We are educating people up and down the Kenai River, telling them,"what you pack in, pack out" If you bring in garbage, take it with you. Well sounds good, some do it, however, in less than 3 weeks we hauled out 50pounds of garbage from Russian river. I hate the hoards of people and what they are doing to the river banks, they are literaly destroying them. We have no enforcements, on the beaches or along the rivers. Cannnot our state afford to hire troopers for the summer months? Kasilof, bings landing etc, they are horrible. People are rude, careless, and have no respect for our areas. They come down here by the hoards from Anchorage and damage our area. Enforcement, and volunteering, making your presence knows by telling people about garbage. kenai and Kasilof are dealing with fish waste, you outta see up river along the banks. Hopefully we can become likeminded on answers and take a stand to preserve our area.

kenai-king
255
Points
kenai-king 08/03/12 - 08:13 am
3
1
out of control

The state created this mess they should clean it up. I just as soon see it go away people waste to much, they take what they can get not what they will use. Let alone the BS it causes on the residents of the Kenai with all the extra vehicles and accidents this causes. It is just madness and needs to be stopped but never will because of the almighty dollar. It won't be long and they will have Red return screwed up also.

akal
252
Points
akal 08/03/12 - 08:21 am
2
0
free

when things are free what you get are a lot of people that have no self respect. if you give something to someone long enough they will attack you for it. these words express a statement about human nature.if we want to destroy our resources just keep on like we are doing. hard work brings self respect .

Seafarer
1147
Points
Seafarer 08/03/12 - 09:13 am
2
1
"Subsistence" is a Joke

"Subsistence" dipnet fishery should be a needs based fishery. It should depend on income. As it is now, people are processing their fish and selling it. Only a few actually "subsist" on salmon. There is no investigation or enforcement to stop these people. They rent houses short-term or use fixed up motorhomes to make a processing facility. If I can see this, why can't law enforcement?
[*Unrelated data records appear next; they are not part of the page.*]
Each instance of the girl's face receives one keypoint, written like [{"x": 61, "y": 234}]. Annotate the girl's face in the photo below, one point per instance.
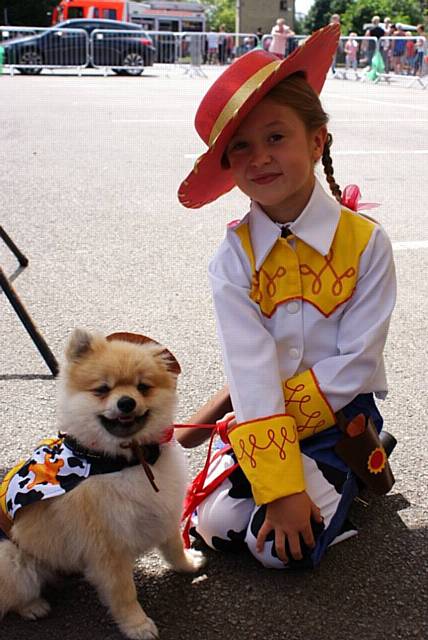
[{"x": 272, "y": 158}]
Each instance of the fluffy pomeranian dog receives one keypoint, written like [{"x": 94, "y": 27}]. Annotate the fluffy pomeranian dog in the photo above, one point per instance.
[{"x": 107, "y": 490}]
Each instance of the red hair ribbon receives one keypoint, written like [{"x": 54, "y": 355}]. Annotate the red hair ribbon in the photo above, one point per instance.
[{"x": 351, "y": 199}]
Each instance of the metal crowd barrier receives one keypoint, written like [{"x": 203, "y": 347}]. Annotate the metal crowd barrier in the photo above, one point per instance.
[
  {"x": 123, "y": 51},
  {"x": 213, "y": 48},
  {"x": 399, "y": 59},
  {"x": 353, "y": 56},
  {"x": 406, "y": 56},
  {"x": 31, "y": 50},
  {"x": 291, "y": 43}
]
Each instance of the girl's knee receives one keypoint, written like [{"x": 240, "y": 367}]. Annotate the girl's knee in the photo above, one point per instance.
[{"x": 222, "y": 521}]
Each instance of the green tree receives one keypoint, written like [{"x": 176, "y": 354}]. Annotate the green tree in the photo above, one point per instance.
[
  {"x": 361, "y": 12},
  {"x": 355, "y": 13},
  {"x": 27, "y": 12},
  {"x": 221, "y": 12}
]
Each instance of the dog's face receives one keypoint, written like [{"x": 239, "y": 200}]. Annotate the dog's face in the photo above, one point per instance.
[{"x": 112, "y": 392}]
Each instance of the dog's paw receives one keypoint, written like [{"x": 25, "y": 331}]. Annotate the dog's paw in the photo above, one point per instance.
[
  {"x": 37, "y": 608},
  {"x": 145, "y": 631},
  {"x": 193, "y": 561}
]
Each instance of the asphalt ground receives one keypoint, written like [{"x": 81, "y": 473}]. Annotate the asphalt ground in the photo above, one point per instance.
[{"x": 89, "y": 172}]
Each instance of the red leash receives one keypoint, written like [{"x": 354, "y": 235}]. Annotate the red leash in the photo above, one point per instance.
[{"x": 196, "y": 491}]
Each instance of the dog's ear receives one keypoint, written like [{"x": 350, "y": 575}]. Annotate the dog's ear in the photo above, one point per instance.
[
  {"x": 167, "y": 357},
  {"x": 170, "y": 361},
  {"x": 79, "y": 344}
]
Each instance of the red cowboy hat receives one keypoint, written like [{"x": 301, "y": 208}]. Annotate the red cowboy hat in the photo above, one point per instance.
[{"x": 234, "y": 94}]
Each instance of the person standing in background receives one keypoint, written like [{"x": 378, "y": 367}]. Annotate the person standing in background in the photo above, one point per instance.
[
  {"x": 335, "y": 19},
  {"x": 222, "y": 44},
  {"x": 375, "y": 31},
  {"x": 279, "y": 34},
  {"x": 351, "y": 52}
]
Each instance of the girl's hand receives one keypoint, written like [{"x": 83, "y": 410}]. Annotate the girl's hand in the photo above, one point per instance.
[
  {"x": 289, "y": 517},
  {"x": 232, "y": 420}
]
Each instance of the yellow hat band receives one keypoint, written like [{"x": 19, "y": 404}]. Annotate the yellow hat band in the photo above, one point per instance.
[{"x": 232, "y": 107}]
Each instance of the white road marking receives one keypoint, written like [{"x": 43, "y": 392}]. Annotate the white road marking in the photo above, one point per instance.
[
  {"x": 366, "y": 120},
  {"x": 382, "y": 152},
  {"x": 155, "y": 121},
  {"x": 410, "y": 244},
  {"x": 359, "y": 152}
]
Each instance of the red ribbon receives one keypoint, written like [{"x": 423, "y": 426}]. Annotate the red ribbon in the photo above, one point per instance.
[{"x": 351, "y": 199}]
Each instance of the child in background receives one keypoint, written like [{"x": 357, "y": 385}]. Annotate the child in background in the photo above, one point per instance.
[
  {"x": 303, "y": 291},
  {"x": 351, "y": 51}
]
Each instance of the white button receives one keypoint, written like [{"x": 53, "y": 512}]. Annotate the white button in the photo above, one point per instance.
[{"x": 293, "y": 307}]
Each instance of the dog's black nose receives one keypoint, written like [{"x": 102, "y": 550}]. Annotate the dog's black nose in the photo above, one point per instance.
[{"x": 126, "y": 404}]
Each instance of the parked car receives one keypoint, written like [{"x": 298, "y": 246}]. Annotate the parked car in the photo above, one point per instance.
[{"x": 69, "y": 43}]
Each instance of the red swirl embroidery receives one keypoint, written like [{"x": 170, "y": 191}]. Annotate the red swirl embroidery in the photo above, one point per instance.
[
  {"x": 300, "y": 402},
  {"x": 271, "y": 284},
  {"x": 317, "y": 284},
  {"x": 252, "y": 439}
]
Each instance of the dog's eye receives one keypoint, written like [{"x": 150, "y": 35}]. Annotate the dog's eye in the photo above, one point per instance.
[
  {"x": 102, "y": 390},
  {"x": 143, "y": 387}
]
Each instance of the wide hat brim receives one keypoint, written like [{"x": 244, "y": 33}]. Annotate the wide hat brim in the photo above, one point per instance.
[{"x": 208, "y": 180}]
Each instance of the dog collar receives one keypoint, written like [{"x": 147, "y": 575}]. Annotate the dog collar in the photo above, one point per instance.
[{"x": 102, "y": 463}]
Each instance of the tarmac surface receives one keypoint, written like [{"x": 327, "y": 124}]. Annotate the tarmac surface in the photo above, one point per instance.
[{"x": 90, "y": 169}]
As for upping the rent on Seniors; a fifty dollar bill may be chump change for some but means a whole lot to those on a fixed income. There are other ways to raise the money, which is used for what? Why do you have to raise their rent? The article didn't say why.

skyline
7
Points
skyline 08/03/12 - 09:47 am
1
3
Industrial Pollution: Legal, in the Kenai River, Welcomes Kings

Enough Poison in our Kenai River already! STOP it NOW! Why do our elected officials and moneymaking tourist oriented buisnesses find it convenient to close their eyes and noses to a scale of pollution unprecedented in modern history? The volume of fish waste on the shores of the Kenai is so massive.....lets face it and call it what it is ,heavy and industrial. The commercial fish processors all over the state are required by LAW to grind their waste into pieces no larger than 1/2 inch and dispose of them in a transparent and permitted process or face huge fines for non compliance. This disposal is usually in areas of the saltwater environment where dispersal dilutes the toxic dead sea effects of the material. Why does the govt. allow and the buis. community encourage the blind eye to this poison in the Kenai river? How about those King salmon? Are the dipnetters considered holy and righteous or is it their votes and money that make them untouchable. What about the human waste, the plastic, the stomping down of the natal riverbanks by the tens of thousand of feet. Not to mention the oil and solvents that somehow alwys follow people in their mechanized lifestyles. Shame on those responsible! Who is responsible and needs to be reigned in and dealt a swift kick and close their doors........Follow the votes and follow the money of recent years.......The River has lost dearly, the political and buisness interests have done very well for themselves and their cronies. Time for doing the right thing and take care of our natural treasures is right now.....and voting day.

freedomlibertytruth
1398
Points
freedomlibertytruth 08/03/12 - 11:19 am
1
0
Sister-city Akita, Japan

Sister-city Akita, Japan could clean up the mess.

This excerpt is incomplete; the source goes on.